I was over two decades into a successful career, and here I was—taking care of the house, running errands, tending to our aging dogs, and supporting my husband’s business as needed. Everything in me wanted to scream, “This isn’t what I’m called to do!”
But God gently corrected me.
He led me to Kelly Needham’s book Purposefooled, where she shares her own struggle with finding value in quiet, behind-the-scenes seasons of life. Her insight challenged me deeply: we aren’t made for platforms, applause, or productivity. We’re made for God. Our highest calling isn’t impact—it’s intimacy with Him.
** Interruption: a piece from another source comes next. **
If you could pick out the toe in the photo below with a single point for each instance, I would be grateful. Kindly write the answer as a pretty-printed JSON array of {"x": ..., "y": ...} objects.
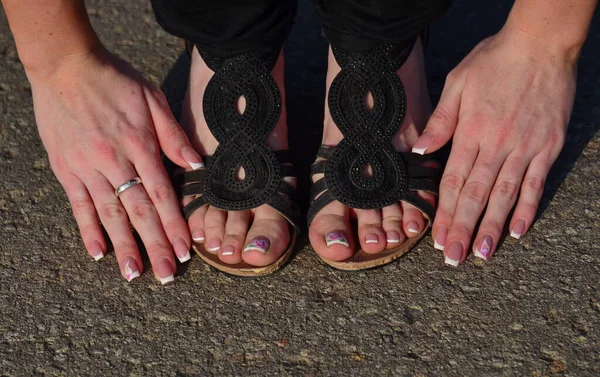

That perspective shift changed everything.
Suddenly, being a “housewife” didn’t feel like a demotion. It felt like holy ground—because it was where God had called me to be. For this season, obedience looked like slowing down, taking care of my home, and making space for His deeper work in me.
When Waiting Is the Work
Waiting is hard. It takes courage, faith, and daily surrender.
Psalm 27:14 reminds us, “Wait patiently for the Lord. Be brave and courageous. Yes, wait patiently for the Lord.”
Sometimes obedience looks like taking big steps of faith. Other times, it looks like being still. And that stillness—when it’s rooted in trust—is not passive. It’s powerful.
And it leads to peace.
Peace in the Waiting
I wish I could end this post by telling you how my obedience led to a successful business launch, a published book, and speaking opportunities across the country. But I can’t.
Not yet, anyway.
That part of my story is still being written.
What I can tell you is this: God is faithful. He’s shown me time and again—like when He brought my husband into my life at 39 after years of waiting—that His timing is always perfect, even when it feels delayed.
And in the waiting, God prepares us.
He uses these quiet seasons not just to shape our circumstances, but to shape us. To make us ready. To refine our hearts. To remind us that we are His—and that is enough.
Fixing My Eyes on Jesus
This time, my eyes aren’t on the outcome. They’re on Jesus. I’m not chasing a platform or a product—I’m learning to be content in His presence, to walk in step with His Spirit.
This season may not look “productive” to the world. But it’s sacred. It’s healing. And it’s preparing me—once again—to become ready for what He has in store next.
I don’t know exactly what that will be.
But I do know this: I can rest in Him.
And I am resting in Him.
Thank you, Jesus. I love You so much.